Zunächst wird anhand der Überlegungen von W. Stegmüller gezeigt, daß jegliche Wissenschaft nicht darum herumkommt, Evidenz in Anspruch zu nehmen. Dabei können die jeweiligen Wissenschaften die Inanspruchnahme von Evidenz nicht durch ihre je eigenen Methoden eliminieren. Der Bezug auf Evidenz ist unabdingbar notwendig. Hernach werden die erkenntnistheoretischen Rahmenbedingungen, nämlich die Evidenz und das Erleben als Ort, wo sie gegeben ist, im Anschluß an E. Husserl phänomenologisch beleuchtet und für die weitere Untersuchung fruchtbar gemacht.

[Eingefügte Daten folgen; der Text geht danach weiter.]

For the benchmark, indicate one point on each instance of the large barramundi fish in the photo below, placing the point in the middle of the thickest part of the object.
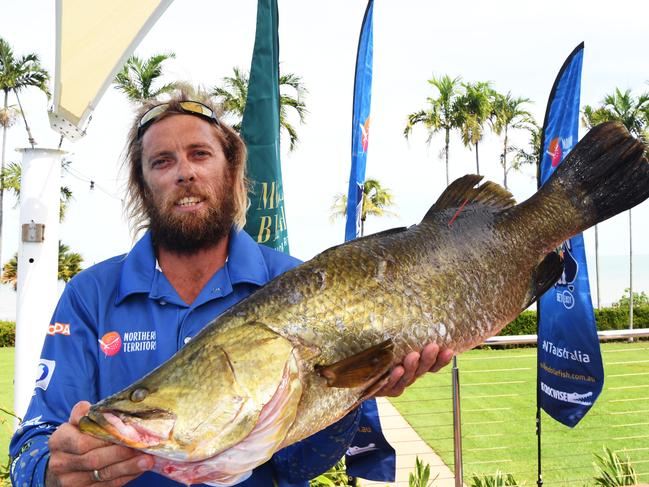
(308, 347)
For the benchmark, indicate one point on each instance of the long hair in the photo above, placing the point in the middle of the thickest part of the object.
(233, 148)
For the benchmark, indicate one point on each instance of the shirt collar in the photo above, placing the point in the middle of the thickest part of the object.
(245, 263)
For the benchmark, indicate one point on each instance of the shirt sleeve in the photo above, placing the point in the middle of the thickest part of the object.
(67, 373)
(316, 454)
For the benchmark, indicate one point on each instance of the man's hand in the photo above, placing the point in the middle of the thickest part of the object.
(75, 457)
(415, 365)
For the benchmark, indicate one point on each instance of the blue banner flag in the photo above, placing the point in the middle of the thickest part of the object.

Weiter wird kurz in die grundlegenden Konzepte und Methoden der Neurowissenschaften eingeführt, um einerseits die notwendige Basis für den Diskurs mit den Neurowissenschaften zu schaffen, andererseits um die Grenzen derselben herauszustellen. Danach werden exemplarisch die Positionen zweier Neurowissenschaftler mit breiter Wirkung untersucht. Dabei wird aber auf die generellen Bedingungen neurwissenschafztlicher Arbeit abgehoben, d.h. es werden anhand der untersuchten Autoren die Bedingungen und Beschränkungen der Neurowissenschaften insgesamt herausgestellt. Die erste Position ist die G. Roths, der zwar einen umfassenden Erkenntnisanspruch erhebt, der aber innerhalb der neurowissenschaftlichen Erkenntnisbasis nicht einholbar ist. Ebenso bleibt die von Roth vorgeschlagene Antwort auf die Wahrheitsfrage unbefriedigend. E.O. Wilsons Position versucht die neurowissenschaftliche Erkenntnis in eine Theorie der Vereinheitlichung allen Wissens durch Empirie. Auch hier werden die erkenntnistheoretischen Probleme herausgearbeitet. Ebenso werden hier Konsequenzen eins solchen, vermentlich wissenschaftlichen Weltbildes deutlich.
Schließlich wird ein alternativer Entwurf vorgestellt, der die Erkenntnisse der Neurtowissenschaften angemessen würdigt, aber nicht die aufgezeigten erkenntnistheoretischen Schwachstellen übernimmt. Dieser Entwurf ist überdies kompatibel mit den Erkenntnissen der Theologie. Daher folgt an dieser Stelle eine theologische Zuspitzung aller Überlegungen.